In what ways are the condemned man's perceptions of time and motion distorted as he is waiting to be hanged?
The perceptions of time and motion in the condemned man’s mind have been distorted. Time is not vital for him as he awaits his death. He closes his eyes and thinks of his family. The story reveals that he did not know the distance of the striking sound inside his mind. When his eyes are opened, he cannot tell the distance of the water from his position and admits that if he could untie his hands, he would loosen the noose, jump inside the water and dodge bullets by swimming robustly to the banks of the river. He could not comprehend whether it was distant or near. He equates the motion of time to his death. He did not understand when he would be hanged. This left him waiting impatiently for the time of his death. He likens his wish for life to space between him and the water, yet he is not sure of it (Bierce 4).
What is ironic about the fact that Farquhar agrees with the saying that, "all is fair in love and war?
Farquhar agrees that “all is fair in love and war”, which is an ironical proclamation (Bierce 5). It is ironic because Farquhar seems an intelligent man, but is not. He waits for a chance that would provide an opportunity to attack the yanks failing to understand that it is a trap. For one to be a soldier he should be intelligent, Farquhar is not. It is ironic that Farquhar understands clearly that love and war are never fair to the parties. Farquhar longs to be a soldier yet he is dim-witted. It is expected that Farquhar should be intelligent and avoid falling into the trap set upon him. The soldier who went to his house tricked him into a trap he did not foresee to be in. The trick led to his demise at the end of the story. He fell into the trap set upon him, Farquhar is caught and made to face the hangman (Bierce 7).
What details in Part III suggest that Farquhar's journey occurs in his mind?

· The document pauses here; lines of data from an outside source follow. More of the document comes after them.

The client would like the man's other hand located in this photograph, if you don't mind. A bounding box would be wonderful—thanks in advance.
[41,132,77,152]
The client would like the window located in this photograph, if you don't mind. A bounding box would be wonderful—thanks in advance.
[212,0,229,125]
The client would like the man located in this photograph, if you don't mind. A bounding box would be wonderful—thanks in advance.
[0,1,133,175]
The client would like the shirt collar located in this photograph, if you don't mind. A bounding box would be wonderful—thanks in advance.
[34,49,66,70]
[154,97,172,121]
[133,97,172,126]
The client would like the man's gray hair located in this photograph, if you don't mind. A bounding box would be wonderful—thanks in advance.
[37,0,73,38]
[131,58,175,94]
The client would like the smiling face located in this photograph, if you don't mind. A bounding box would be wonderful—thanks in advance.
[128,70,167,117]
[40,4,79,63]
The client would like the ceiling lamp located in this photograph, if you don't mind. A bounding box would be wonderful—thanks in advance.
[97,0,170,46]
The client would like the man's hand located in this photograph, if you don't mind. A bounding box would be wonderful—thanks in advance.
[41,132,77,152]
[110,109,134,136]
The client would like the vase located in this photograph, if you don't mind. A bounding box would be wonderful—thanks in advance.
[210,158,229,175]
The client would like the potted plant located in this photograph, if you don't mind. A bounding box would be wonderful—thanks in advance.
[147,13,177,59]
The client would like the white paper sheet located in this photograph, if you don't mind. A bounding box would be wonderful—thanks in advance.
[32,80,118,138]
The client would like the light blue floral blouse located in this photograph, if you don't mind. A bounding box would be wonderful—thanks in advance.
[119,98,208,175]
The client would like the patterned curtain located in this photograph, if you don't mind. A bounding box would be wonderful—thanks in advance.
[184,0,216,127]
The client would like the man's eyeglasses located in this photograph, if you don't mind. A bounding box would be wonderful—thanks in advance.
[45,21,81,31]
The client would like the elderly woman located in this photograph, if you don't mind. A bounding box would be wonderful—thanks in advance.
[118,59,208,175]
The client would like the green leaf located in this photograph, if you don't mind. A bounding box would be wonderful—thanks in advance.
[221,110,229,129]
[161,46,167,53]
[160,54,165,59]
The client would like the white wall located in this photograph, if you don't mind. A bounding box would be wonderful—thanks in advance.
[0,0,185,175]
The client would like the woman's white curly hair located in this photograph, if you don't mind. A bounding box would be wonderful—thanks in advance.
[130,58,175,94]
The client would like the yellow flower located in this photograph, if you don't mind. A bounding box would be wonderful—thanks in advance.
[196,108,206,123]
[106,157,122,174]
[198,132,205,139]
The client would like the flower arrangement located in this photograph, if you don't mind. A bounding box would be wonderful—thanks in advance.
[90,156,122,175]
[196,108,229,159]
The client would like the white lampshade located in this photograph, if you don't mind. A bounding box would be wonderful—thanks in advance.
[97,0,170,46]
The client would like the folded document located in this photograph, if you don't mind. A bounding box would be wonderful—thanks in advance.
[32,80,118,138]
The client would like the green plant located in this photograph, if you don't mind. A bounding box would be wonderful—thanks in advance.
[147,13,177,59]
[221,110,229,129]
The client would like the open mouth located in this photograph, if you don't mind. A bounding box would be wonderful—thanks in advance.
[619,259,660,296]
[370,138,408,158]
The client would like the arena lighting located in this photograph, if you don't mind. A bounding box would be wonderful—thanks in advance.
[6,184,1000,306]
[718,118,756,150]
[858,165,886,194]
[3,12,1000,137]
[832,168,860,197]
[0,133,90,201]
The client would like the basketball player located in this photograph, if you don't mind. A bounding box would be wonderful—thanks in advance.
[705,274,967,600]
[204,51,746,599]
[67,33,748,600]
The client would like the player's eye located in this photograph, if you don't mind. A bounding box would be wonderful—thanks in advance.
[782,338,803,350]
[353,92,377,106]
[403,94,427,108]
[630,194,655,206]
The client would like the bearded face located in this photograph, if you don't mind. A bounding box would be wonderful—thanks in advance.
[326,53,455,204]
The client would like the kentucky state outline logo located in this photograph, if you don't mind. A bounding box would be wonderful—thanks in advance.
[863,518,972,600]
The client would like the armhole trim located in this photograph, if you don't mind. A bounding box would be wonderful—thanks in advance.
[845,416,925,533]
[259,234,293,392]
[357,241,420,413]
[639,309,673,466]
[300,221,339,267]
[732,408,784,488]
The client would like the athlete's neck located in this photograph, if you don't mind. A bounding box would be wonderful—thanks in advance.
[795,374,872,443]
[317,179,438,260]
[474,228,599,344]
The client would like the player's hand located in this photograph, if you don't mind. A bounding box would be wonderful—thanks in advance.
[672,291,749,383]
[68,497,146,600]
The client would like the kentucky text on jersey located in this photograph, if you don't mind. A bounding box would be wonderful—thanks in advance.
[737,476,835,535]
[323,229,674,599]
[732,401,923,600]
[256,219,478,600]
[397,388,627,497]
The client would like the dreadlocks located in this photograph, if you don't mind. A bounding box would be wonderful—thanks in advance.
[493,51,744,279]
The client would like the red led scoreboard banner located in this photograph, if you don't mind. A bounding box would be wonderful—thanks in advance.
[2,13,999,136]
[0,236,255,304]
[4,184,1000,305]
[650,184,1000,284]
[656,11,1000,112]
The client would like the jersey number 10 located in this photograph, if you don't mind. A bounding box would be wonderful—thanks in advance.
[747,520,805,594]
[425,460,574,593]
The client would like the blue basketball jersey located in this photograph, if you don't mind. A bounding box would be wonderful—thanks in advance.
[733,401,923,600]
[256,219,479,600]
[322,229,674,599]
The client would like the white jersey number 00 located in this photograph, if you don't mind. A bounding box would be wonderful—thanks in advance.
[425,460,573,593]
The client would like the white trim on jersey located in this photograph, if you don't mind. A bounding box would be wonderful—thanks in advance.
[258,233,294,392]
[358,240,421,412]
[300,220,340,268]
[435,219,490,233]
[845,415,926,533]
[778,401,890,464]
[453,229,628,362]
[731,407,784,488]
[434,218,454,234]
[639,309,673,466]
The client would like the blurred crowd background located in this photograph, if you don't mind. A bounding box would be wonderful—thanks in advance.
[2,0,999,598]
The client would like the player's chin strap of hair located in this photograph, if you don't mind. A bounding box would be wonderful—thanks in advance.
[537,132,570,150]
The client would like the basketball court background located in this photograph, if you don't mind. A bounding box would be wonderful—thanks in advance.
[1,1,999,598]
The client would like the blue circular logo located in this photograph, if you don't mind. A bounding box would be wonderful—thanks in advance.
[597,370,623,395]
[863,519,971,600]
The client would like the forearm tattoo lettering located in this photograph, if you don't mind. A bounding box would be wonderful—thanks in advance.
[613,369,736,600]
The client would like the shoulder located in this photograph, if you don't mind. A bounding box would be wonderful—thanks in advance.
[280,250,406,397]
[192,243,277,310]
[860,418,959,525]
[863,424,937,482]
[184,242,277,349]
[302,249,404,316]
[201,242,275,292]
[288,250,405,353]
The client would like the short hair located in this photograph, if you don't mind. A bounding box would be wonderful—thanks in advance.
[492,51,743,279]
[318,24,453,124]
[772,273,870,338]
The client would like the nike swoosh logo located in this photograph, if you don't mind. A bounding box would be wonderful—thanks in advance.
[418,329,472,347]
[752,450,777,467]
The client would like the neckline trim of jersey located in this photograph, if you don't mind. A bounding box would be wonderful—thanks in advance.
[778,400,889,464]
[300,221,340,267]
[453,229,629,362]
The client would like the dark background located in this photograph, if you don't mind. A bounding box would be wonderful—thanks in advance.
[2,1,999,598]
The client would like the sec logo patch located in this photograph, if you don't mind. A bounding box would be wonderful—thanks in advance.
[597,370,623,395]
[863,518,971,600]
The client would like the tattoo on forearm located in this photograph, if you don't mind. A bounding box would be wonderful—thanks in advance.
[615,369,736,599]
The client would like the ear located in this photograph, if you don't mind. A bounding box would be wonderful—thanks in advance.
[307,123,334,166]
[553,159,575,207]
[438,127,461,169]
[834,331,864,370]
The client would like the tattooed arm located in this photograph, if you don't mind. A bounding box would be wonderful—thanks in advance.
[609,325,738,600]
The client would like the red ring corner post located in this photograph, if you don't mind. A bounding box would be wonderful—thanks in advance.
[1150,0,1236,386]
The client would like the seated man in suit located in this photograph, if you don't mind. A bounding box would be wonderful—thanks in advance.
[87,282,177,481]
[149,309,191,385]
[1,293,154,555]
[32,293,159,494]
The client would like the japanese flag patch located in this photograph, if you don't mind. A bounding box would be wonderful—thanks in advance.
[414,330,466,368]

The issues that happen in part III suggest that Farquhar’s journey occurs in his mind because his mind explores a detailed representation of the environment that he was in. Farquhar thinks of an escape and the costs that would arise from it (Bierce 17). He envisions himself in the water swimming towards the banks of the river. Before his hanging comes, he imagines himself at the gate of his home. Throughout part III, Farquhar explores a deep thought about an escape plan. When he reaches his home, he finds his wife in the same way he left her. All the other things appear the same. He envisions his wife approaching from the steps to meet him. Nonetheless, just prior to hugging his wife, the hangman released Farquhar and broke his neck. All these events are not real; but happen in his mind ending at the time of his death (Bierce 22).
Point of view refers to the vantage point from which the story is told. Why is the limited third-person point of view appropriate for this story? How might the story be different if Bierce had used an omniscient third-person narrator?
The limited third-person point of view that has been applied in the story is suitable in the sense that it helps the reader maintain interest in the story. It provides more information that would have otherwise been obscured if omniscient third person would be applied. It helps to create diverse perspectives inside the story. It is necessary for the reader to appreciate the events that occur in the story. The omniscient third-person narration would offer one point of view of the story; thus limiting the reader’s ability to comprehend all the issues in the story. If omniscient third-person was applied, the reader would have been prevented from accessing the personal experiences of Farquhar, the information of the issues that happen in his mind would miss. Hence, the limited third person point of view applied in the story performs the goal of introducing personal thought and additional information to the story.